That is a really nice looking mobile base. I hope you enjoy the saw.
Bobby


----------



## TexasTimbers (Oct 17, 2006)

I like the wide base. I also like the idea of moving it to the right and building a cabinet. Anything to make it heavier. Heavy is good with table saws. Give us a rundown on how she drives after you've taken her for a couple of spins around the block.


----------



## lifeisgreat1 (Aug 12, 2008)

Yeah you will surely enjoy this tablesaw. My uncle can't stop talking about his even though he's not that big on the size of mobile base.


----------



## Itchy Brother (Aug 22, 2008)

*Steel city*

Looks sorta similar except mine is 110 not 230 volts.


----------



## TheRecklessOne (Jul 22, 2008)

My plan is to buy the same table saw, but with the granite top. 3 hp, the whole bit. I've got a renovation to start this week, but once that's over that saw is mine. What problems do you see with the granite top? I want to big power one, but I've got to install a big outlet too.


----------



## TheRecklessOne (Jul 22, 2008)

ItchyBrother do you have any power issues with the 1.75 hp motor?


----------



## knotscott (Nov 8, 2007)

TheRecklessOne said:


> ItchyBrother do you have any power issues with the 1.75 hp motor?

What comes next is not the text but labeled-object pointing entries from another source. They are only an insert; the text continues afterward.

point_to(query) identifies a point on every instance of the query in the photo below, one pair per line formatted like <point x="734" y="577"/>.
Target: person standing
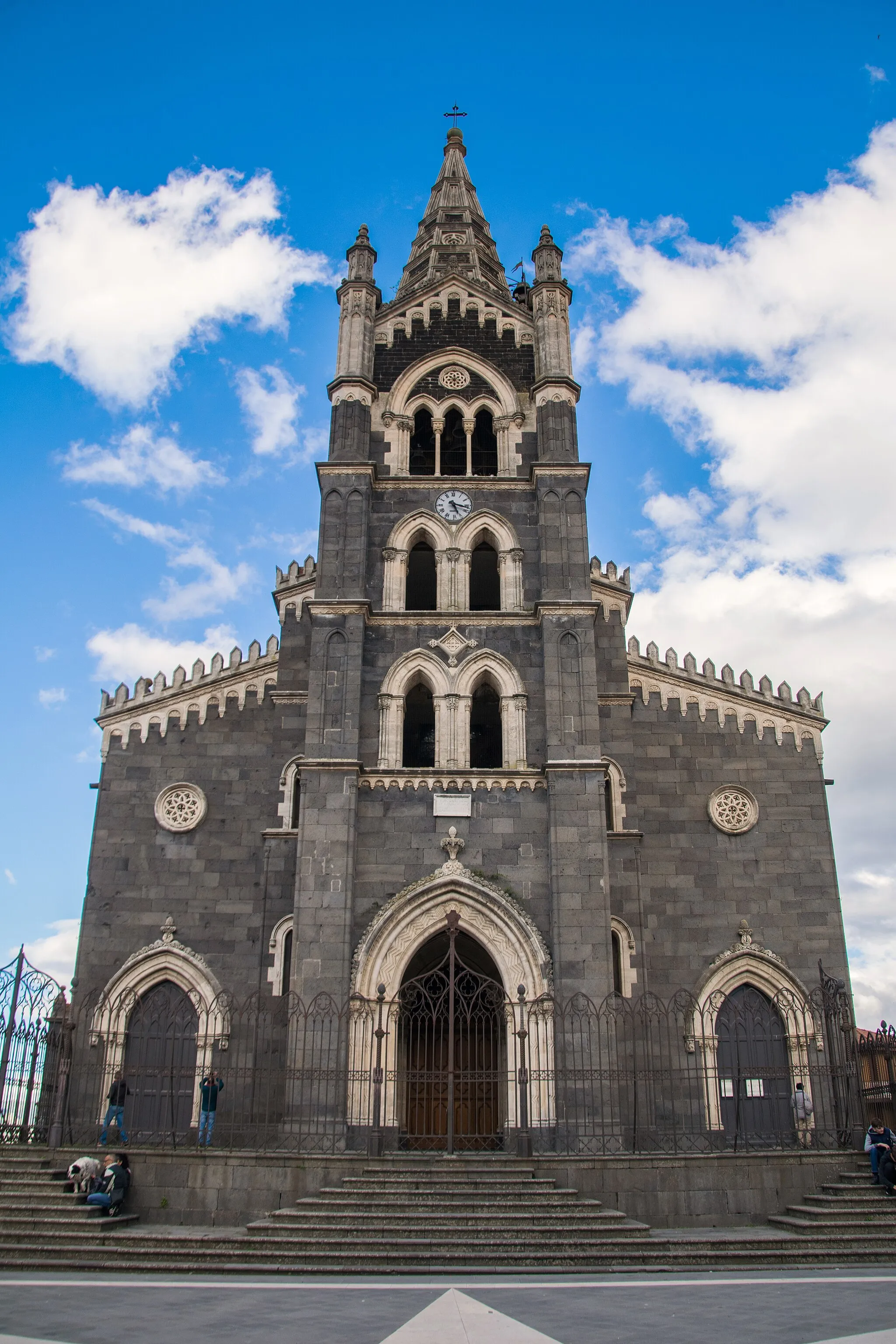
<point x="116" y="1182"/>
<point x="116" y="1113"/>
<point x="801" y="1101"/>
<point x="210" y="1088"/>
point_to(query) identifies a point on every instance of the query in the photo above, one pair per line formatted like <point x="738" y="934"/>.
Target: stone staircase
<point x="844" y="1210"/>
<point x="427" y="1214"/>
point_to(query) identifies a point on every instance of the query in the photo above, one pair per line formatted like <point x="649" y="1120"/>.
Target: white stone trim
<point x="393" y="937"/>
<point x="742" y="798"/>
<point x="629" y="976"/>
<point x="277" y="947"/>
<point x="414" y="914"/>
<point x="194" y="794"/>
<point x="617" y="788"/>
<point x="749" y="963"/>
<point x="155" y="704"/>
<point x="143" y="971"/>
<point x="397" y="416"/>
<point x="452" y="694"/>
<point x="453" y="546"/>
<point x="416" y="780"/>
<point x="648" y="683"/>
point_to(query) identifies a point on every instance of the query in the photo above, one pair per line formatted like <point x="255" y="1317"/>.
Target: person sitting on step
<point x="116" y="1182"/>
<point x="879" y="1136"/>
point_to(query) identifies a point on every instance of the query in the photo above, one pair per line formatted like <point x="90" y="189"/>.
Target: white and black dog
<point x="84" y="1172"/>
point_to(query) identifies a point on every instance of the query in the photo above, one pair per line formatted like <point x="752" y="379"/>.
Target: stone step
<point x="13" y="1228"/>
<point x="392" y="1229"/>
<point x="462" y="1193"/>
<point x="815" y="1226"/>
<point x="516" y="1218"/>
<point x="424" y="1202"/>
<point x="692" y="1254"/>
<point x="436" y="1180"/>
<point x="874" y="1213"/>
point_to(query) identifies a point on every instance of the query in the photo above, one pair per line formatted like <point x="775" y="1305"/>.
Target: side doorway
<point x="160" y="1065"/>
<point x="754" y="1071"/>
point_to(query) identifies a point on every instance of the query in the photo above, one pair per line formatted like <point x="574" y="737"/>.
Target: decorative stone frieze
<point x="180" y="807"/>
<point x="732" y="809"/>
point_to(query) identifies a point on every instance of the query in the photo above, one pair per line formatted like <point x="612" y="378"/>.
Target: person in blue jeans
<point x="210" y="1088"/>
<point x="115" y="1184"/>
<point x="878" y="1140"/>
<point x="116" y="1115"/>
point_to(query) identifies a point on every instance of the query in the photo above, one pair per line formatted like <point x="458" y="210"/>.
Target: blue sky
<point x="757" y="515"/>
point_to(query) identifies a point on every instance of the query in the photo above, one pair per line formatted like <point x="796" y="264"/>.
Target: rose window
<point x="180" y="807"/>
<point x="732" y="809"/>
<point x="455" y="378"/>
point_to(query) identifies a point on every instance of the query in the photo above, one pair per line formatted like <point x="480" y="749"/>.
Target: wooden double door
<point x="452" y="1049"/>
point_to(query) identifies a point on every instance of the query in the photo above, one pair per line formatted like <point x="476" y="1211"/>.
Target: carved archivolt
<point x="747" y="963"/>
<point x="452" y="694"/>
<point x="398" y="413"/>
<point x="453" y="546"/>
<point x="150" y="967"/>
<point x="412" y="917"/>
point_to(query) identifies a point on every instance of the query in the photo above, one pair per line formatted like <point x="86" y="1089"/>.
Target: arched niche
<point x="453" y="547"/>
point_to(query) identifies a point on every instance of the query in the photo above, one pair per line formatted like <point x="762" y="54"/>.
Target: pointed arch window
<point x="487" y="748"/>
<point x="485" y="445"/>
<point x="422" y="456"/>
<point x="418" y="744"/>
<point x="453" y="456"/>
<point x="421" y="586"/>
<point x="485" y="580"/>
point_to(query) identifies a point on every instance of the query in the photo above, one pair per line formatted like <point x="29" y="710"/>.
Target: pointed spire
<point x="453" y="238"/>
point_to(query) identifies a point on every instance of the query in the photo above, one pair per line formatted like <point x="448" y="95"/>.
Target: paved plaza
<point x="769" y="1308"/>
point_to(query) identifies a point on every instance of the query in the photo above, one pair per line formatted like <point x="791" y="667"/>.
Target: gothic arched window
<point x="485" y="445"/>
<point x="453" y="445"/>
<point x="418" y="746"/>
<point x="420" y="589"/>
<point x="422" y="459"/>
<point x="485" y="580"/>
<point x="487" y="749"/>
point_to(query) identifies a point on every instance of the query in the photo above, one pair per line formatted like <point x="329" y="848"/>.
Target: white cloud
<point x="56" y="953"/>
<point x="112" y="288"/>
<point x="53" y="696"/>
<point x="131" y="652"/>
<point x="158" y="533"/>
<point x="203" y="596"/>
<point x="269" y="399"/>
<point x="140" y="458"/>
<point x="315" y="444"/>
<point x="773" y="359"/>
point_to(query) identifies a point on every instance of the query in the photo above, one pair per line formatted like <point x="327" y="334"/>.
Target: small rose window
<point x="455" y="378"/>
<point x="732" y="809"/>
<point x="180" y="807"/>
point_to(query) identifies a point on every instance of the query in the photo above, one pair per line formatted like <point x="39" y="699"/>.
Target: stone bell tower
<point x="457" y="647"/>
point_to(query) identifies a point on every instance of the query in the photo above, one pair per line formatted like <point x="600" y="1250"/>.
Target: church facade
<point x="452" y="717"/>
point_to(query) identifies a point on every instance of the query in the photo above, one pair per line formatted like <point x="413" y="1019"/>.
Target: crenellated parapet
<point x="294" y="586"/>
<point x="612" y="589"/>
<point x="762" y="706"/>
<point x="156" y="704"/>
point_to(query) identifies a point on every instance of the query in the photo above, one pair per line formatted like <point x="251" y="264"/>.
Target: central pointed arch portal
<point x="449" y="957"/>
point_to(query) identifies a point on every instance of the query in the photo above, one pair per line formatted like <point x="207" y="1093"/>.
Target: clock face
<point x="453" y="506"/>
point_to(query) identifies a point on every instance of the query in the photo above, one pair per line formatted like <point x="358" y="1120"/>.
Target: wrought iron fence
<point x="452" y="1062"/>
<point x="33" y="1016"/>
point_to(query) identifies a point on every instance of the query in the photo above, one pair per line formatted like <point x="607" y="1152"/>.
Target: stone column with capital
<point x="555" y="390"/>
<point x="352" y="392"/>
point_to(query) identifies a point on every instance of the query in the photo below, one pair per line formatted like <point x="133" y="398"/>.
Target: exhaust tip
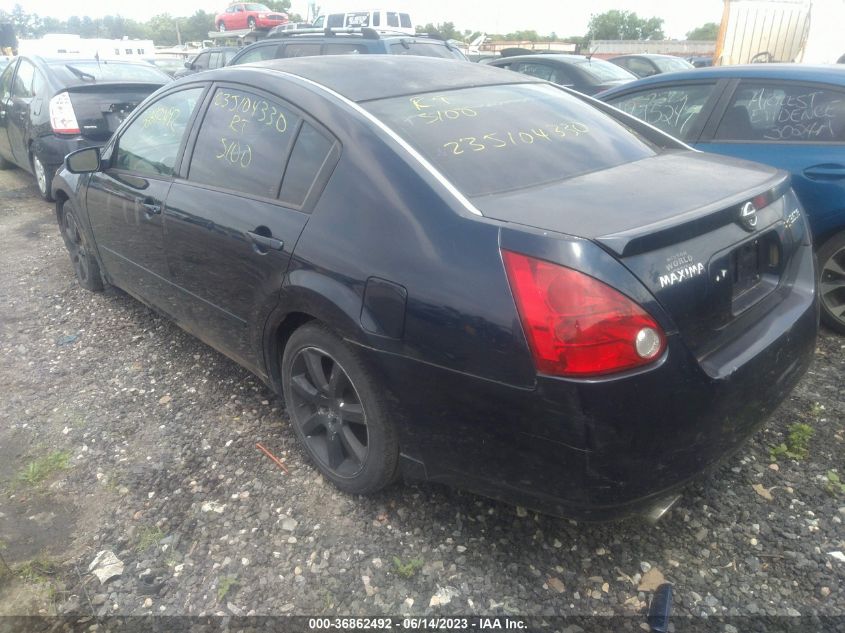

I had the Craftsman 22124 (pretty much the same saw made by the same company as the SC) for over 3 years before I went to a 3hp Shop Fox saw this summer. With good alignment, and a sharp 24T TK ripping blade, I could cut just about anything to full blade height without too much struggle on the 1-3/4hp saw. If helps alot if the wood is flat/straight. You just need to be more conscientious about the setup and blade choice than with 3hp. 

I did run the 22124 on 220v, but theoretically the power is the same. 220v gave it faster startups, and faster recovery during real heavy cutting.


----------



## Itchy Brother (Aug 22, 2008)

Nope,It seems to have all the power I need,and I didnt have to rewire my garage!


----------



## aclose (Nov 11, 2007)

TheRecklessOne said:


> My plan is to buy the same table saw, but with the granite top. 3 hp, the whole bit. I've got a renovation to start this week, but once that's over that saw is mine. What problems do you see with the granite top? I want to big power one, but I've got to install a big outlet too.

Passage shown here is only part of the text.